I noticed that the boxplot function incorrectly calculates the

location of the median line in each box. As a simple example, plotting

the dataset [1, 2, 3, 4] incorrectly plots the median line at 3.

It also seems that the quartile calculations for the box are a

little peculiar. I have seen some discussion in old mailing list

postings about mlab.prctile and its ways of calculating percentiles,

which are different than those of some other software.

I'm aware that there is legitimate disagreement about the "best"

way to calculate the quartiles. However, it seems to me that mlab's way

is still not any of these possibly-correct ways, because it uses int()

or nparray.astype(int) to coerce the percentile result to an integer

index. This TRUNCATES the floating-point result. No accepted quantile-

calculating method that I'm aware of does this; they all ROUND instead

of truncating (if they want to coerce to an integer index at all, in

order to produce a quantile value that is an element of the data set),

or in some cases they round uniformly up for the lower quartile and

down for the upper. You can see a summary of different methods at

http://www.amstat.org/publications/jse/v14n3/langford.html ; the method

used by mlab does not appear to agree with any of these.

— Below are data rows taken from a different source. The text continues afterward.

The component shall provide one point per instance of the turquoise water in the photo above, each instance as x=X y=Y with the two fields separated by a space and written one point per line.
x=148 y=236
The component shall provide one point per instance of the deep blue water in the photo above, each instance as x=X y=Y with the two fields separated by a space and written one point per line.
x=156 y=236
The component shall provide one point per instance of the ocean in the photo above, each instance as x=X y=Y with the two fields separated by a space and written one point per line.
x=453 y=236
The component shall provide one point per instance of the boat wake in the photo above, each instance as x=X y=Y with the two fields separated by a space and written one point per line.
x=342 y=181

I would suggest that mlab.prctile be fixed to conform to some one

or other of these methods, rather than adding to the proliferation of

approaches to quantile-calculation. Is there any motivation for always

truncating to integer (other that "it's quicker to type" :-)?

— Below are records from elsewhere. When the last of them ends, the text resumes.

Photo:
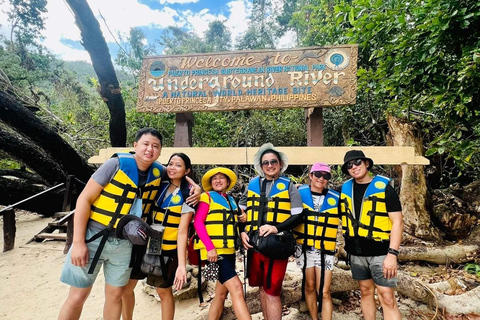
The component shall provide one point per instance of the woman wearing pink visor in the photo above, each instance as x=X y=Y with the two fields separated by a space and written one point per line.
x=316 y=240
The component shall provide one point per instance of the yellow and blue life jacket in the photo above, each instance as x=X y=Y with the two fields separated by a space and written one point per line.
x=278 y=203
x=169 y=212
x=318 y=227
x=118 y=195
x=373 y=223
x=220 y=223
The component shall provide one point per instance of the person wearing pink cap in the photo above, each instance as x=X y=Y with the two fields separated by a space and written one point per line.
x=316 y=240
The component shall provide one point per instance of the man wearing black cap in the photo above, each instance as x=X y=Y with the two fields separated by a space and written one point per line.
x=372 y=225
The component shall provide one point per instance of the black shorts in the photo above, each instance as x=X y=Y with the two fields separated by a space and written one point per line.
x=226 y=268
x=166 y=280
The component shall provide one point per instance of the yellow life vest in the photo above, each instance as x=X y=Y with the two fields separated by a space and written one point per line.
x=318 y=227
x=169 y=212
x=118 y=195
x=374 y=223
x=278 y=203
x=220 y=223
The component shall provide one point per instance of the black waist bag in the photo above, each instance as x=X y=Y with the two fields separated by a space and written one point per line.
x=274 y=246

Also, regardless of these quartile issues, there is, as far as I'm

aware, no one who denies that the median of a (sorted) data set with an

even number of values is the mean of the middle two values. Since numpy

is already a dependency for matplotlib, boxplot shouldn't use

mlab.prctile at all to decide where to plot the median line -- just use

numpy.median.

Thanks,

## ···

--

--OKB (not okblacke)

Brendan Barnwell

"Do not follow where the path may lead. Go, instead, where there is

no path, and leave a trail."

--author unknown